Exclusion criteria were women younger than 18 years and women with a communication barrier.
Rectovaginal sampling was in all cases performed by midwives using two swabs simultaneously when sampling: one ESwab, Copan diagnostics, Brescia, Italy, and one of the Cepheid Sample Collection Device (Cepheid #900-0370) (the Cepheid Collection device is a dual swab device; for this study, one of the swabs was replaced by the ESwab).
The two swabs were simultaneously, held in one hand, carefully inserted into the lower one-third of the vagina and rotated to ensure uniform sampling of material on both swabs. Subsequently the two swabs were simultaneously inserted 2 cm beyond the anal sphincter and rotated to ensure uniform sampling of material from anal crypts. In all cases, sampling was performed prior to administration of IAP.
GenomEra and GeneXpert PCR
Post sampling, the Cepheid swab was placed in the plastic transport tube of the Cepheid sample collection and immediately transferred to the designated chamber of the GeneXpert®(Cepheid Ltd., Sunnyvale, USA) GBS assay cartridge. The swab was snapped at the score mark, and the cartridge was loaded into the Cepheid GeneXpert system, for automated sample preparation and PCR. The results for specimens are reported as positive or negative based on the detection of a genomic target sequence adjacent to the S. agalactiae cfb gene. The total assay run time was 55 min with < 1 min of hands-on time.
The other swab was submerged into 1 ml of ESwab transport medium and immediately processed using the GenomEra® CDX system (Abacus Diagnostica, Finland), a molecular diagnostic analyzer consisting of an integrated thermal cycler and a time-resolved fluorometer.
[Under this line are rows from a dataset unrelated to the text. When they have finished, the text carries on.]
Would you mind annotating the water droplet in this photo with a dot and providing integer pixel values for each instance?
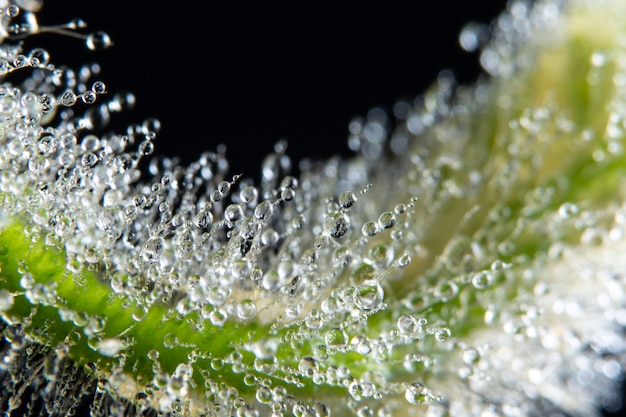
(307, 366)
(169, 341)
(347, 199)
(471, 356)
(204, 219)
(407, 324)
(98, 40)
(386, 220)
(99, 87)
(12, 11)
(369, 295)
(246, 309)
(443, 334)
(416, 393)
(151, 251)
(337, 225)
(335, 338)
(369, 228)
(109, 347)
(264, 395)
(263, 210)
(482, 279)
(217, 364)
(6, 300)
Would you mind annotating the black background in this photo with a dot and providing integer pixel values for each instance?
(247, 76)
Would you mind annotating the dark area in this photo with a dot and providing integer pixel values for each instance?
(247, 76)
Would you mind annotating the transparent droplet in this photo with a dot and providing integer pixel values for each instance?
(407, 324)
(335, 338)
(338, 226)
(204, 220)
(471, 356)
(98, 40)
(347, 199)
(482, 279)
(387, 220)
(369, 295)
(307, 366)
(109, 347)
(443, 334)
(6, 300)
(416, 393)
(246, 309)
(369, 228)
(151, 250)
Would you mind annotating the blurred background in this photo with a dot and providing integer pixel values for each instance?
(248, 76)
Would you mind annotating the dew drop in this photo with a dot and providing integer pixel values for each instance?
(407, 324)
(482, 279)
(386, 220)
(369, 295)
(169, 340)
(6, 300)
(307, 366)
(335, 338)
(246, 309)
(443, 334)
(337, 226)
(347, 199)
(151, 251)
(98, 40)
(471, 356)
(369, 228)
(204, 220)
(416, 393)
(264, 395)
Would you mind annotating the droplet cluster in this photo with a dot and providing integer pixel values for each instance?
(431, 273)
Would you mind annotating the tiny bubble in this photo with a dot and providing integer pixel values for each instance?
(98, 40)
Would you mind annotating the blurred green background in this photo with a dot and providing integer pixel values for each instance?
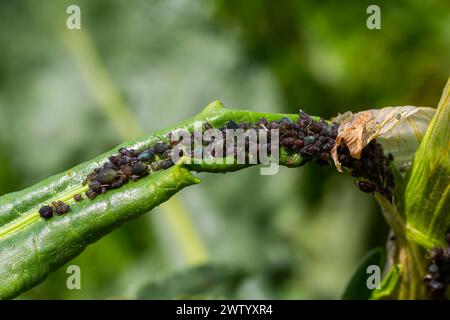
(136, 66)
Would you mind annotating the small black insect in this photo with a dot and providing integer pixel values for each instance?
(232, 125)
(46, 212)
(91, 194)
(61, 207)
(146, 155)
(139, 169)
(166, 164)
(366, 187)
(160, 148)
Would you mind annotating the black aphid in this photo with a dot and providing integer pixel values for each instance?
(61, 207)
(160, 148)
(91, 194)
(46, 212)
(139, 169)
(107, 176)
(146, 155)
(366, 187)
(438, 277)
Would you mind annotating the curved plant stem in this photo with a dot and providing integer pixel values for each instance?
(122, 118)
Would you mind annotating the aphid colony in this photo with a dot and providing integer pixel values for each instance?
(438, 277)
(373, 167)
(312, 140)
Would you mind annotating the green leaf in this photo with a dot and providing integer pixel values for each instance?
(427, 195)
(206, 281)
(357, 286)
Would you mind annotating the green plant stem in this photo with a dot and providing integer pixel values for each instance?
(119, 114)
The GenomEra GBS PCR kit targets an internal region of the cfb gene and should, based on in silico analysis of published GBS genomes and experimental data on a selection of GBS strains, be expected to detect all clinical GBS isolates (personal contact with Abacus Diagnostica, 2018). The GenomEra GBS PCR assay has only been clinically validated and CE-IVD-marked to be used with pre-enrichment broth culture of samples (GenomEra package insert).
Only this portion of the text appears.